By now you’re probably well versed in why soft drink taxes won’t work. (If not, read this.) It’s a realization that’s making rounds in the political world, as we’ve just gotten word that the finance chair of the D.C. city council opposes the proposal here to levy a tax on sugar-sweetened beverages, which means the bill will face a much tougher battle. Today we take to the pages of The Orange County Register to bust more soft drink tax myths, during a time when activists are pushing California to tax pop:

The latest line is that soda taxes are "voter-backed." One anti-soda activist group recently released a poll purportedly showing that Californians favor a soft-drink tax. But what it really shows is how pollsters can skew public opinion by telling people it's a "small tax on sodas and other sweetened beverages" for "raising funds for childhood obesity prevention" instead what it really is – a large tax to satisfy government's craving for money.

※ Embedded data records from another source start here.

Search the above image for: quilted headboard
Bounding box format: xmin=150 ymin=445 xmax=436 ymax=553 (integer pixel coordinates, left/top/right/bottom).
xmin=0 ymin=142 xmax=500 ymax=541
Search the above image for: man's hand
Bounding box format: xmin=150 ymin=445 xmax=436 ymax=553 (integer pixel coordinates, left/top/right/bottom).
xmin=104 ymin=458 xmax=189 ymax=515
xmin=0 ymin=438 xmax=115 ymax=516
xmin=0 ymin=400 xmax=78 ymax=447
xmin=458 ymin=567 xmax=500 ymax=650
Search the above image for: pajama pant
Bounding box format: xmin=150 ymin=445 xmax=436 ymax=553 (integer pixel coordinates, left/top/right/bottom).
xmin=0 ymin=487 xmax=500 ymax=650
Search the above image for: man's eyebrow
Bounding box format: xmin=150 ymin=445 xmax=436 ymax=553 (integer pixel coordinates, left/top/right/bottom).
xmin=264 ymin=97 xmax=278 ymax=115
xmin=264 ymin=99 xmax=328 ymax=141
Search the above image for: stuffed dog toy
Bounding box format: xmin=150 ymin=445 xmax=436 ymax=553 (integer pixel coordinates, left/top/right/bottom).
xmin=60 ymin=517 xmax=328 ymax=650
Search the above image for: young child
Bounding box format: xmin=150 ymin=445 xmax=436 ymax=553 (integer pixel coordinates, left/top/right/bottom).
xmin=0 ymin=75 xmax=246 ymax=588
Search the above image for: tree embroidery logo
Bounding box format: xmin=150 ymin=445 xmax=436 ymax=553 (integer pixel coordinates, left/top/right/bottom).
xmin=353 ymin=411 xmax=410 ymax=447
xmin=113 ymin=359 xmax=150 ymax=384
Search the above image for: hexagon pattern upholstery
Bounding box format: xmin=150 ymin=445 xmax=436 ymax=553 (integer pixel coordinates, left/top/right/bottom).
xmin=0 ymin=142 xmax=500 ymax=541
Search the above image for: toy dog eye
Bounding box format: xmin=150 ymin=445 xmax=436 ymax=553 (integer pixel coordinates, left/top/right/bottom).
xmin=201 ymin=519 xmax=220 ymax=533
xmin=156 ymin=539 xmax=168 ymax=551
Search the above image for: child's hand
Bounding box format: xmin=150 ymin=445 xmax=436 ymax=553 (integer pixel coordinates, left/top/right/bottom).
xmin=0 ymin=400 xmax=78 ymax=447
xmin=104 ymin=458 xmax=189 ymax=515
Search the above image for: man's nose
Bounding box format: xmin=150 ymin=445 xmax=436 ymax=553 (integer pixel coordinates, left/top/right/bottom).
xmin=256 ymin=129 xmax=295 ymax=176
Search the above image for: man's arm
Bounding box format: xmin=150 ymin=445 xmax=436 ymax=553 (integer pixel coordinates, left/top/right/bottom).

Tax revenue is fungible. There's no guarantee that money raised from a tax on soft drinks won't be funneled somewhere else. In New York, for example, the Service Employees International Union is backing a soda tax campaign, knowing that a tax can help the union keep its pensions funded.

And consider that the money from a 1992 Arkansas soda tax was supposed to go into the state's Medicaid program, but was diverted into the general fund. Given California's budget woes, we can expect nothing different.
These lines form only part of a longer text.